Which is the real me?
I have noted before that for reasons I do not understand well I tend to
ask questions of this kind more often when I am holidaying in Kerala.
There is this side to me that I wrote about the day I landed,
on March 31. I was looking forward to
the make-believe slow life in Kerala of temple-hopping, loading up on banana and
jack fruit fries and soaking in the social life of the state. This is the life that I might seem to enjoy,
left totally to myself.
And then there is the other life in which I spend most of
the year, a purpose-driven life engaging in productive exchange all the
time. That is the life that I seem to be
expected to lead. Even though it is not
my preferred life I seem to be at peace with it.
This dichotomy seems to be a manifestation of my struggle
between being happy and being right. Which
brings me to the question: Which is the real me? The happy me? Or the me that
is at peace with myself? I wrote about this struggle a few days back in this post at the link below.
http://sgchalayil.blogspot.in/2015/04/end-of-summer-break-2015.html
I suspect that this might be a question that must bother
many of us.
The Baba of Puttaparthi, whom I worship, used to exhort: It is more important that you like what you
do than to do what you like. I think
that idea has been echoed by many others, in perhaps slightly different or may
be in those same words.
I have found that as a useful guidance for being at ease
with the life I lead. I would have
perhaps been happy just leading a life of savouring the simple pleasures that I
enjoy during the summer break. It would
make me happy in the sense that I would want and look forward to more of that
same every day.
I would look forward to that make believe life voluntarily,
willingly. I would not need to think of or
be reminded of the material payoffs from my getting up every morning, visiting
a temple, watching my fav television programmes, reading my fav book or
newspaper, walking around parts of the quaint town that Trivandrum still
remains, shooting the breeze with my few friends and so on.
But then that would not be a viable life to start with.
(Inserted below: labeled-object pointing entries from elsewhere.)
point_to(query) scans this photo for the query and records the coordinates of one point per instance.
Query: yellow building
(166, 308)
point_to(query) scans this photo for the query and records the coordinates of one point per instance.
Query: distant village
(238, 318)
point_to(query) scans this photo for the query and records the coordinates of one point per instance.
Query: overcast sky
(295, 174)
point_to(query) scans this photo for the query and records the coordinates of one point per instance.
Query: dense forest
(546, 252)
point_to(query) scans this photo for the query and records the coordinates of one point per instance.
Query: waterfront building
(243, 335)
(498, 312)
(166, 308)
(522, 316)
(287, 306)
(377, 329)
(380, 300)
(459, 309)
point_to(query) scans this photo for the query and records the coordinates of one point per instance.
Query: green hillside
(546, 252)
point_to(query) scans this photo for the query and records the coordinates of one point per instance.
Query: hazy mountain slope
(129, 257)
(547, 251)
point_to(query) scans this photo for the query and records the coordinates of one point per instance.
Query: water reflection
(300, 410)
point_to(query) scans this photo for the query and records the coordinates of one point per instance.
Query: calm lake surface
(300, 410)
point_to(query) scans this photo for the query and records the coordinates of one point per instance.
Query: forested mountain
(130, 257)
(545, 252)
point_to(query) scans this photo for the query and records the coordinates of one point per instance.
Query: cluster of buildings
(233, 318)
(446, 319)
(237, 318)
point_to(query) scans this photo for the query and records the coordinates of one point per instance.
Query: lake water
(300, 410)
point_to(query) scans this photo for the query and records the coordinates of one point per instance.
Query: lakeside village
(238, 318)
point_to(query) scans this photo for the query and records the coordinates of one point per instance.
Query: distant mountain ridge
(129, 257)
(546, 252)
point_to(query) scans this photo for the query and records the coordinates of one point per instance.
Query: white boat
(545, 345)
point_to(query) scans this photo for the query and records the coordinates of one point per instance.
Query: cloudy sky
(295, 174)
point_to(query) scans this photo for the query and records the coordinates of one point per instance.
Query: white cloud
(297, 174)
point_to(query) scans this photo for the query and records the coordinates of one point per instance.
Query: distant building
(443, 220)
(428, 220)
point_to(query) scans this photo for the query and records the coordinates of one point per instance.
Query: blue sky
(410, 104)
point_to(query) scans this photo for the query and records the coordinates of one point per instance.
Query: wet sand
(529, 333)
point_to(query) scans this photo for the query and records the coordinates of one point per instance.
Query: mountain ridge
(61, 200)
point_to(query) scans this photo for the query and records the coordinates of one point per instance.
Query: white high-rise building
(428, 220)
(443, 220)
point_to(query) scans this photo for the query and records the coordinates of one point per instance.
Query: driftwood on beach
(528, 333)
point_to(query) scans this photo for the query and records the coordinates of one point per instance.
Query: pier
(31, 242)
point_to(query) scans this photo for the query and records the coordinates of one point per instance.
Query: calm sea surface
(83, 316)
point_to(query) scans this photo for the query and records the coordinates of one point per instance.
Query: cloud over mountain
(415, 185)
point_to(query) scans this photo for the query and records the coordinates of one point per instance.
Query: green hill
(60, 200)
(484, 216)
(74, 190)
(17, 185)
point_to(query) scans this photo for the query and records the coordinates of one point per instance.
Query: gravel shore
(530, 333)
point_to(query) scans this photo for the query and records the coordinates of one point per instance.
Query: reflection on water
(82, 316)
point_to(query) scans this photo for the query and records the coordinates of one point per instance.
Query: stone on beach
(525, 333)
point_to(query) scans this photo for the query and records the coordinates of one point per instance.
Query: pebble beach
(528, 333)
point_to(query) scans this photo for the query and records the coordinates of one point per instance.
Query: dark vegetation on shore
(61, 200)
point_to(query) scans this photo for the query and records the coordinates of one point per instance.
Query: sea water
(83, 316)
And there are the moralistic questions to
boot: Am I leading a socially useful
life deploying the talent, however limited, that I have been bestowed with, for
the benefit of my family that depends on me and for the benefit of society at
large? And in an even more Victorian
sense, would I not be guilty of laying waste some God given talent?
That is where Baba’s prescription comes in handy: If you like what you do, you can be
productive as well as happy at the same time.
But then a small hitch still remains. Even if I were to assume that I have mastered
the art of liking what I do, would I be truly happy if I am missing what I
would love to be doing voluntarily?
It appears that many of us must be suffering from this
dichotomy in our nature. It is in some
tangential sense similar to the problem of Dr Jekyll and Mr Hyde being part of
the same person.
I started thinking more about this as I began to read up on
bipolar disorders after I got to know recently that a dear friend of mine is
being treated for that disease. An
extraordinarily talented student of literature and physics who chose to become
a bank officer, who is perhaps more widely read and erudite than many academics
I know, certainly more than me, and a man so full of mirth that you would find
it hard to believe that he is a victim of severe clinical depression. And that he would occasionally “believe” to
be living in a “real” world, all of his own imagination.
The more I thought about my friend and his affliction I
began to wonder would there not be a lot many others among us that do suffer
from this difficulty, even if to a lesser extent? How many of us can answer this question with
integrity and without a shadow of doubt:
Which is the real me? Not me at
least!
Nanni….Namasakaaram…
At times, I feel that life is so unfair. I'd really like to see how it's gonna end, not in a hurry though. :)
ReplyDeleteThis comment has been removed by the author.
ReplyDeleteSo…. i believe that 'the real me' keeps evolving with age until it aligns with your inner core. The human nature follows the law of inertia. the real me would love to do simple things which tax the mind less i.e., read, sleep, eat, watch TV etc. But i think everyone is born to do something. If you are lucky to find it, then the real you will be very happy. The irony is that very few people know what they exactly want.
ReplyDeleteOn another note, i am unable to completely agree to the Puttaparthi baba's ideology of having to like wat you do and that will give happiness. While this is fine, i think trying to do what you like, or are comfortable with is the only thing that will last! otherwise, we will keep looking for the apparent greener pastures. Looking within and then aligning your act with it might be the solution, but being able to decipher the emotions within is like climbing mount everest, do able but needs a lots of perseverance and discipline which goes against law of inertia.
May be thats why life is unfair, very few are lucky to know what they are born to do. And I am not interested in the end, its everyday that matters cause it eventually adds up to make the end.